US Patent 7,407,934: Scope of Claims, Claim Construction Risk, and Amylin-Agonist Patent Landscape

US Patent 7,407,934 is directed to methods for reducing or moderating postprandial plasma glucose rise in mammals by administering an amylin agonist analogue. The claims are method claims, not composition claims, and they are written to cover a large family of engineered amylin analogues defined by amino-acid sequence “templates” with constrained variable residues, stereochemical exceptions (L- vs D-amino acids), and a constrained linkage architecture (disulfide, lactam, or thioether) between two side chains (parameters X and Y). The claims also include diabetes-dependent dependent claims that narrow the patient population.

What does claim scope cover? (amylin agonist analogue definition)

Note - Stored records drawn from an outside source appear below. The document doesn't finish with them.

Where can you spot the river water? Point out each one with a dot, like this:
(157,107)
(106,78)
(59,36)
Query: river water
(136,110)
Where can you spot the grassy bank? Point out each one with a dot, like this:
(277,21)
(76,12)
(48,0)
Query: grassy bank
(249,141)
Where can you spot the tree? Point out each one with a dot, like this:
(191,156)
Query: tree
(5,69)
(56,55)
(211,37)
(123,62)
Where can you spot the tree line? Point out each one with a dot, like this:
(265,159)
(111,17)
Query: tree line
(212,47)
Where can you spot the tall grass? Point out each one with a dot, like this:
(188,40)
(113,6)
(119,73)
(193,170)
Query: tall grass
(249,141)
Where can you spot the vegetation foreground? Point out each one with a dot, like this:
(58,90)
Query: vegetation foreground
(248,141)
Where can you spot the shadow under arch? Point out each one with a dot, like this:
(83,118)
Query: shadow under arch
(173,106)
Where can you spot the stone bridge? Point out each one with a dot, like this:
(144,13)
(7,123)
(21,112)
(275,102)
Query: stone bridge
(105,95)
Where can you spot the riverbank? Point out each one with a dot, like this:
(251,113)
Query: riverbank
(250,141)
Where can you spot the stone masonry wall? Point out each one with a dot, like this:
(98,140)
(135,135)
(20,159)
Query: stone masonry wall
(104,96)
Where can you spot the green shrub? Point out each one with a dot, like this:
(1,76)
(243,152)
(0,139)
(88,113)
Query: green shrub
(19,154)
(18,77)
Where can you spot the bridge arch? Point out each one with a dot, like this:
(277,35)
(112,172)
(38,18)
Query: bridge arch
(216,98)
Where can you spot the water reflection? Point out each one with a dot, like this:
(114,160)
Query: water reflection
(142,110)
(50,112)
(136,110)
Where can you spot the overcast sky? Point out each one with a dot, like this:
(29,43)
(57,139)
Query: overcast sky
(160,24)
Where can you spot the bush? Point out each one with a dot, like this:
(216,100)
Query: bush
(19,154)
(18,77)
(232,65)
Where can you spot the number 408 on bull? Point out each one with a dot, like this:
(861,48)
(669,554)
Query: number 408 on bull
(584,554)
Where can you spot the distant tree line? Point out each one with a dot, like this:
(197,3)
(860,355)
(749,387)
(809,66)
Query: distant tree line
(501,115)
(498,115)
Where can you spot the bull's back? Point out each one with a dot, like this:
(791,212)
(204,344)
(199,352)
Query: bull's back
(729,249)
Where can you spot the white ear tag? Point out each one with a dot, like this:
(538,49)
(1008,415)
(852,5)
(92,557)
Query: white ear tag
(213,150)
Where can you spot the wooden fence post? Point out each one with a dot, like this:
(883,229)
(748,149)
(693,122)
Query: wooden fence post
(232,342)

Core therapeutic method (Claim 1)

Claim 1 covers:

Method: “reducing or moderating a postprandial rise in plasma glucose” in a mammal
Administration: administering an amylin agonist analogue “in an amount effective” to reduce or moderate the postprandial glucose rise
Analogue definition: the analogue is a peptide having an amino acid sequence selected from a group of multiple sequence families:
- SEQ ID NO:42 (subpart a)
- SEQ ID NO:44 (subpart b)
- SEQ ID NO:45 (subpart c)
- SEQ ID NO:31 (subpart d)

Each subpart is expressed as a template with variable residues A1, B1, C1, D1, E1, F1, G1, H1, I1, J1, K1 (and L1/M1 in part d) plus “linkage” residues X and Y whose side chains form an intramolecular linkage (disulfide bond, lactam, or thioether linkage). Terminal/side substituent variable Z is restricted to a set of amino and substituted alkyl/aryl amino or corresponding oxy equivalents (alkylamino, dialkylamino, cycloalkylamino, arylamino, aralkylamino, alkyloxy, aryloxy, aralkyloxy).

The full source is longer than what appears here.